Background: Capsaicin is a powerful phytochemical spotted in chilies, starkly tied up with a bunch of health benefits but its clinical applications in cancer therapy are limited due to its poor solubility, and low bioavailability. Nanotechnology offers a strategy to discover new formulations for hydrophobic agent.

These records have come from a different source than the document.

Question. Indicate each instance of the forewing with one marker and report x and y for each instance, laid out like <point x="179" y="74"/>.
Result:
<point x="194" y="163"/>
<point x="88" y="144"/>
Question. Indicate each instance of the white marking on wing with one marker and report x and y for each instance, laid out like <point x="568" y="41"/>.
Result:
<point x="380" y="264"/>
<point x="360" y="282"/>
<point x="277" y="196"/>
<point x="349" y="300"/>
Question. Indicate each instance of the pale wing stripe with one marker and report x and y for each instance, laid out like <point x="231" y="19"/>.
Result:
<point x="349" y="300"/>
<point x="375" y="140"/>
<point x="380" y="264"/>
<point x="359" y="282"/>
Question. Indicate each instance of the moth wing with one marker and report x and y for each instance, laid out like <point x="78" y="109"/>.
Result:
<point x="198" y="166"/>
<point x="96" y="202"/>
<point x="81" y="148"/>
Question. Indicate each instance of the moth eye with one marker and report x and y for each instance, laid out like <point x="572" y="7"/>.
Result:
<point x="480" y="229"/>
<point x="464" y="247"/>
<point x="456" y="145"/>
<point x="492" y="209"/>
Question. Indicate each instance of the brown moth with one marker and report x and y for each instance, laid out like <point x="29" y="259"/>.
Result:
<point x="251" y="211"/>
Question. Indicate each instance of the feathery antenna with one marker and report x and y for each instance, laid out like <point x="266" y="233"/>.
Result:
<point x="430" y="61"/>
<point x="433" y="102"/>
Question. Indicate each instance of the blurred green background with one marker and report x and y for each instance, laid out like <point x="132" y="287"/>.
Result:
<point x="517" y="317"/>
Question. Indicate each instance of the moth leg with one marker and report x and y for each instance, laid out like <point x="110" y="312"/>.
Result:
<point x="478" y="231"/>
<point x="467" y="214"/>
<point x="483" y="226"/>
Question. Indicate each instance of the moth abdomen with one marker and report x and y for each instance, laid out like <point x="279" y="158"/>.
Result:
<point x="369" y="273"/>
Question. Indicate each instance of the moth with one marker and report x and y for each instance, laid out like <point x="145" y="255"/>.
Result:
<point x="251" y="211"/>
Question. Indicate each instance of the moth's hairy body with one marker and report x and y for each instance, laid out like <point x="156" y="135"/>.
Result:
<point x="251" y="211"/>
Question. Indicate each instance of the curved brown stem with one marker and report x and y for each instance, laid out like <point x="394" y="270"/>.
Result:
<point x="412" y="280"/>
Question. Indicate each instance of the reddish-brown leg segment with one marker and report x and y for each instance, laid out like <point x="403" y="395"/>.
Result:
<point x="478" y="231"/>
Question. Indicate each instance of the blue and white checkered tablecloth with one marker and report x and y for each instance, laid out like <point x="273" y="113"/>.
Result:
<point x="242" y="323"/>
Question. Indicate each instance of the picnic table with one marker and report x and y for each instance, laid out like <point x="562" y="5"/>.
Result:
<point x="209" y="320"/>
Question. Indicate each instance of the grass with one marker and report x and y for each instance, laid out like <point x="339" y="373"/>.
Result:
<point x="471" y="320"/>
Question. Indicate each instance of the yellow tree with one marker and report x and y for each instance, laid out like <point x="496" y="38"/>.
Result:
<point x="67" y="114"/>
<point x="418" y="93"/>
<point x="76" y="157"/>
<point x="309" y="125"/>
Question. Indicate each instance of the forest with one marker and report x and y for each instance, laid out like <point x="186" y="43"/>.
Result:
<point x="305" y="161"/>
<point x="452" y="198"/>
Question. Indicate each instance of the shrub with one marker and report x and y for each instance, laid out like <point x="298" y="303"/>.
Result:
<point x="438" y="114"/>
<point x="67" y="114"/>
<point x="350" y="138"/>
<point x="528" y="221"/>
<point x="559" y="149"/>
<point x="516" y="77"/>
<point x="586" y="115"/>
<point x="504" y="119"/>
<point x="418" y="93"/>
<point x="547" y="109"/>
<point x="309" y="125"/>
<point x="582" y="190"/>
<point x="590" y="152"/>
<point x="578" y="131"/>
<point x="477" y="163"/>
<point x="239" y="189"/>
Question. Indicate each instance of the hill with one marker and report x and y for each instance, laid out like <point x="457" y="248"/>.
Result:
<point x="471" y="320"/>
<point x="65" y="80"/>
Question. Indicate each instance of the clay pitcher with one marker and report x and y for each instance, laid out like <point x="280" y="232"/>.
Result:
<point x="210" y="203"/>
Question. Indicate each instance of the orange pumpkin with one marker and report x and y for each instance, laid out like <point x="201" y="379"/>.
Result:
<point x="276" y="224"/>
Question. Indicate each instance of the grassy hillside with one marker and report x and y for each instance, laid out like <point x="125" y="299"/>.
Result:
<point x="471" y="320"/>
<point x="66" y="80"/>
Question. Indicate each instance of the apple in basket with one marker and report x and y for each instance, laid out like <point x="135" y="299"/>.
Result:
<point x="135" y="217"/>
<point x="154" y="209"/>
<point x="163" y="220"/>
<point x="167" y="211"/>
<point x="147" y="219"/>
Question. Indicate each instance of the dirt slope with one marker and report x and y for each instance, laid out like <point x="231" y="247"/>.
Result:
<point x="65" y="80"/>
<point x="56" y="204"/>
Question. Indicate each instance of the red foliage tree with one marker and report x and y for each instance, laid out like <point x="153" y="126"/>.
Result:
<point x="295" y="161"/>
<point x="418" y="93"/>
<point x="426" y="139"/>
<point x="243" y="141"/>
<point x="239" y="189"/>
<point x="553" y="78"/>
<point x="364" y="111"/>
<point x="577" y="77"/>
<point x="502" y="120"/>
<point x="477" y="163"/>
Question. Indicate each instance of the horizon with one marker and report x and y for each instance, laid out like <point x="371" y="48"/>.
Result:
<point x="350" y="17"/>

Aim: The main intent of the current research was to investigate the effect of Capsaicin encapsulated chitosan nanoparticles (CAP@CS-NP) on 7,12-Dimethylbenz(a)anthracene (DMBA) induced mammary carcinogenesis in rats.
Methodology: Mammary tumor was induced in female rats by injecting DMBA (25mg/kg b.wt) at the first week of the experiment. After 7 weeks, CAP@CS-NP (4mg/kg b.wt) was administered orally to DMBA induced tumor bearing rats for 21 days (thrice per week). The experiment was terminated at the end of the 14th week and their plasma and tissue sections were analyzed.
Results: We found that significantly elevated levels of lipid peroxidation and diminished levels of antioxidant status in plasma, liver and mammary tissues. Increased levels of detoxification phase I enzymes and dropped levels of phase II enzymes in liver and mammary tissues in DMBA induced tumor bearing rats. As a result, oral administration of CAP@CS-NP suppressed the tumor growth, significantly raised body weight and restored abnormal enzymatic levels to near normal ranges. Additionally, histopathological and immunohistochemical analysis were also confirmed that CAP@CS-NP protects DMBA mediated cellular disruption and also inhibits abnormal cell proliferation.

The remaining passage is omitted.